The salient facts of this matter are that on 30. 6.2006, the appellant and the respondent entered into agreement in respect of Plot No. 12 Chepkanga Centre for Kshs. 300,000.  The respondent paid Kshs.180,000 at the signing of the agreement and the balance of Kshs.120,000 was to be paid on or before 1st October, 2006.  The respondent took possession of the property with immediate effect.  On 13. 7.2006, the appellant received Kshs.40,000, on 4. 8.2006 he received Kshs.20,000 and on 9. 9.2006, he received Kshs.50,000.  On 4. 8.2006, Mr. Augustine Limo received Kshs.6000 as his commission. The respondent took possession and was receiving rent between 05. 07. 2006 to 5. 2.2007.
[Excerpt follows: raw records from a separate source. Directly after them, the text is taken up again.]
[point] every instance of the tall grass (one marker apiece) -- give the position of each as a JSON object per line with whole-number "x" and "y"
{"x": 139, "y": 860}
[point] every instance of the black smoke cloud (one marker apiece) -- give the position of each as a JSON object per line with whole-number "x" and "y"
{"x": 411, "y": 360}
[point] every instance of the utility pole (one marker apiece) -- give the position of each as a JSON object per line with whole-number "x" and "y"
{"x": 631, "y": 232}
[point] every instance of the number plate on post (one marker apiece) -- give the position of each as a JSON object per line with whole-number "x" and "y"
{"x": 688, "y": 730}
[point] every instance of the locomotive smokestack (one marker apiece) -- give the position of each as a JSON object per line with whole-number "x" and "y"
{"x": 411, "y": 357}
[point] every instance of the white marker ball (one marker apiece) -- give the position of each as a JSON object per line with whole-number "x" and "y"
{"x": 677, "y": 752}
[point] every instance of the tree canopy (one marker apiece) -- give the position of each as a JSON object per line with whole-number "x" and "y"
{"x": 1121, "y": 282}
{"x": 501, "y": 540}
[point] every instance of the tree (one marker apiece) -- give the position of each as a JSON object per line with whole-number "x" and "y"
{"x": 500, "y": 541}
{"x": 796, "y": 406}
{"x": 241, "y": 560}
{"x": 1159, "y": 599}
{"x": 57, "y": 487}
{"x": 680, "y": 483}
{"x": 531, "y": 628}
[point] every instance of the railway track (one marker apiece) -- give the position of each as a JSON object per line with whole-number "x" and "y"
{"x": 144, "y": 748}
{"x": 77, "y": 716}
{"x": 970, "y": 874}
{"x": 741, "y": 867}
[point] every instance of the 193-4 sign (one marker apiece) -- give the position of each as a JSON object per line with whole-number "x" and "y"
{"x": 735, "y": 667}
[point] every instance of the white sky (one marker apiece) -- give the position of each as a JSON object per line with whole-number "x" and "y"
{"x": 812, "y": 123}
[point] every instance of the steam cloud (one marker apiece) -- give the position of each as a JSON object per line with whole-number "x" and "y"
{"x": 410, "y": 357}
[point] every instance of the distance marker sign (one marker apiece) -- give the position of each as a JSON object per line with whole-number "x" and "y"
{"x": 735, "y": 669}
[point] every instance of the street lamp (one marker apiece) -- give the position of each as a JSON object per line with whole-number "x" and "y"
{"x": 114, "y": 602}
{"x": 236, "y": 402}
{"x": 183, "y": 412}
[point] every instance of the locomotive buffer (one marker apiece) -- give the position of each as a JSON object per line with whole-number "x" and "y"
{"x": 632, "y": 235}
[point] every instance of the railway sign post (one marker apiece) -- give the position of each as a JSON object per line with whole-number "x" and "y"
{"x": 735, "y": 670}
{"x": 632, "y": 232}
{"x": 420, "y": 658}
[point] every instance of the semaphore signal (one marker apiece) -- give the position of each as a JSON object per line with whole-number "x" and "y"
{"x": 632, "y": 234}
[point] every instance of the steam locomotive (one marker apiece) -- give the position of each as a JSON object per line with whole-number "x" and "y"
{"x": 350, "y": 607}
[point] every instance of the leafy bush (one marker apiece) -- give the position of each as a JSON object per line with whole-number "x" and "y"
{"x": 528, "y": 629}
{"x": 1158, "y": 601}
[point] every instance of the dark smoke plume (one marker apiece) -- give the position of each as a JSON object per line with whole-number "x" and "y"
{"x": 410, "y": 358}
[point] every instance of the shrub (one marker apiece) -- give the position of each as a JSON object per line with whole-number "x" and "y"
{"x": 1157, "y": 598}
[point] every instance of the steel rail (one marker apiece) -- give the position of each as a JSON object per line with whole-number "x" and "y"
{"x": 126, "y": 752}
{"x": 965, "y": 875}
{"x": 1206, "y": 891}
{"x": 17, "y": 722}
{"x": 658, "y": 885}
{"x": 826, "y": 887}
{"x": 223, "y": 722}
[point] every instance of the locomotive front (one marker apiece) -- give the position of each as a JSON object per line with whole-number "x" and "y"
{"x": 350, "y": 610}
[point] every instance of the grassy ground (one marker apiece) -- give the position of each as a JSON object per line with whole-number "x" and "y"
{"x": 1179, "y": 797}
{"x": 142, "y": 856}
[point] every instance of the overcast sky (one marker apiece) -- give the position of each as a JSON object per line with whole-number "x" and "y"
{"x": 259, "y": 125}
Considering the first ground of appeal, this court finds that no evidence was laid before the Lower Court that the Land Control Act applies.  There is no evidence before the Lower Court and this court that the land in dispute was agricultural land and therefore, the Land Control Act Cap 302 Laws of Kenya applies.

Even if it applied, the respondent took possession of the property from the appellant. The appellant willingly surrendered the land hence an implied or constructive trust was created in favour of the respondent.

This court finds that the respondent paid a total of Kshs. 300,000 being Kshs.180,000 an execution of the agreement, Kshs.110,000 thereafter, Kshs.6,000 being the commission and Kshs.4,000 for the title.  Therefore, the court finds in conclusion that the learned Magistrate erred in finding that the respondent was owing Kshs.10,000 as he had paid the whole purchase price.

The upshot of the above is that the appeal is dismissed with costs to the respondent.

Dated and delivered at Eldoret this 17th day of January, 2019.